What does leadership mean to you?
To the 16 Lexington-Richland School District 5 high school students in the Building Bridges Leadership Institute, it means having compassion, integrity and allowing others to lead.
Sponsored by Colonial Life and the District 5 Foundation, the Building Bridges Leadership Institute was created to provide students with opportunities to develop personal and civic leadership skills as a pathway to success in higher education, the workforce, the community and life.
The students chosen for this inaugural class were first nominated by teachers for their potential for leadership or current leadership roles and then screened during interviews with a selection committee. These students represent the four high schools in the Lexington-Richland 5 school district.
On Feb. 19, the students visited the Colonial Life headquarters for their first field study program. The day included a diversity and inclusion workshop, a leadership panel and a campus tour. Students also heard from Charlene Glidden, vice president of business planning and technology strategy, current undergraduate student interns and a recent college graduate who has transitioned to a full-time role.
Diamond Housey, a junior at Dutch Fork High School, was interested in the Building Bridges Leadership Institute because it would be another way to prepare her for the future.
“At Colonial Life, I learned the importance of asking questions and always saying yes to new opportunities,” said Housey.
Throughout the day, students learned what it means to be an inclusive leader and what they can do now to help prepare for succeeding in college, internships and their careers. From finding mentors and establishing a professional personal brand on social media, leaders across the Colonial Life business gave practical advice based on their own experience.
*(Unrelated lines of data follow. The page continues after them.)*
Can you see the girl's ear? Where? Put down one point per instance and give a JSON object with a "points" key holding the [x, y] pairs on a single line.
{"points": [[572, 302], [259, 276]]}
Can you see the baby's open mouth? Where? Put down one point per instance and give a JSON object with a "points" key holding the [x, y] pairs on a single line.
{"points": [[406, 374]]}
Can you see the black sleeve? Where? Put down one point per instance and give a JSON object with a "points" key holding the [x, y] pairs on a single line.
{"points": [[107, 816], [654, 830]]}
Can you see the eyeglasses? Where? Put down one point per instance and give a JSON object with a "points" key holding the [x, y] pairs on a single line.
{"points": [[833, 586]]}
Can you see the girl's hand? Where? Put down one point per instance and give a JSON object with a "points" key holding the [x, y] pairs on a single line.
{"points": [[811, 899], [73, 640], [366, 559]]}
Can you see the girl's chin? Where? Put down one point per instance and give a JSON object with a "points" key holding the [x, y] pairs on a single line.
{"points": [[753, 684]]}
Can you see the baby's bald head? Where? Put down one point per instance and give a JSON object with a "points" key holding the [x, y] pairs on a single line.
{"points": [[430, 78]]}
“Colonial Life is giving back to the next generation of leaders through this program,” said Patrick Olsen, a director in Operational Effectiveness at Colonial Life. “College will give these students’ academic knowledge, but leadership experience will help these students differentiate themselves for future employers and help them understand their own personal strengths and opportunities better.”
This field study is just the beginning for these students.
Over the course of the eight-month program, they will participate in a community service learning project and travel to Washington, D.C., to spend three days connecting their personal leadership discovery and service learning to United States history.
“Without Colonial Life, we would not have been able to create as high-level of programming as we’ve been able to for these students,” said Ray Canady, Building Bridges Leadership Institute school advisor from Irmo High School.
“These students were hand selected because of their excellent displays of leadership and at Colonial Life, they learned the value of building those leadership qualities in all areas of life,” said John Goodale, Building Bridges Leadership Institute project advisor and a teacher at Irmo Elementary School.
Colonial Life’s social responsibility efforts primarily focus on public education. As a company, Colonial Life is committed to supporting organizations that grow strong individuals and school leaders, more successful communities and a prepared future workforce.
“The Building Bridges Leadership Institute is in perfect alignment with this mission,” said Marie McGehee, community relations manager at Colonial Life. “By bringing together students of diverse backgrounds to learn from each other and grow their personal and civic leadership skills, they are working together in their journey for achieving success in life.”